Bartholomaeus Stockmann: Musica Nuptialis
22 Sep 2005

STOCKMANN: Musica Nuptialis

This recording of Musica Nuptialis celebrates occasional music and does so in a fittingly occasional manner.

Bartholomaeus Stockmann: Musica Nuptialis

Capella Hafniensis, Ole Kongsted, Director. Allan Rasmussen, organ.

Da Capo 8.226024 [CD]

 

In 1590 Bartholomaeus Stockmann published a collection of wedding motets, a number of which are associated with particular weddings, including that of the Danish Princess Elisabeth to Duke Heinrich Julius of Braunschweig-Wolfenbüttel in 1590. This present recording on the Danish national record label, Da Capo, is in turn dedicated to the present Crown Prince and Princess—the Prince is a descendant of the 1590 royal couple—on the occasion of their first wedding anniversary. A gratifying confluence of events!

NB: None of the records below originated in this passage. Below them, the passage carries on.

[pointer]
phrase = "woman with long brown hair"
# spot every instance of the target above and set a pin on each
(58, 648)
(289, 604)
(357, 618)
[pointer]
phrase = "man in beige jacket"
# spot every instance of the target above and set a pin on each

We know little of Stockmann. For a brief period he was Cantor in Flensburg. Later he surfaces as a bass singer in the royal choir in Copenhagen, significantly only a few weeks after being jailed for a now unknown offense. Musica Nuptialis claims historical distinction as the earliest collection of motets composed in Denmark.

The motets, perhaps owing to their nuptial context, are generally bright and animated works. Where motivic imitation is used, the material tends towards the lively. And this, with much use of chordal material, ornamental melisma, and even some sprightly dance-like rhythms, sounds closer to the madrigal vocabulary than the late sixteenth-century motet, albeit without the madrigal’s representational bent. The Latin texts are sometimes marked with Classical allusion; other times they present Biblical love poetry from the “Song of Songs.” Interestingly, the “Song of Songs” texts can be erotically intense, and with Stockmann’s distance from a staid view of the motet, one might have expected a more impassioned engagement of these texts.

The performances by Capella Hafniensis are accomplished renditions. The ensemble has effectively attended to expressive contour at the level of both the note and the phrase, and their bright and free sound is well matched to the affectivity of the motets. Additionally, the members of the ensemble seem particularly responsive one to another, with gestural interplay a refined part of their performance.

The recording also includes a few New Years’ motets from 1584 and a handful of organ intabulations of motets and chansons. These latter pieces, unattributed in the sources but conjecturally associated with Cajus Schmiedtlein, are “division” or “diminution” works, a popular ornamental style where the keyboardist plays a transcription of a polyphonic vocal piece whose upper voice has been decorated with florid passage work. The organist, Allan Rasmussen, plays these with engaging confidence, and he does so on the famous Compenius organ now at Frederiksborg Castle. The organ is a jewel of color and vocality, and its presence on this recording is a most satisfying coda in this salute to Danish music.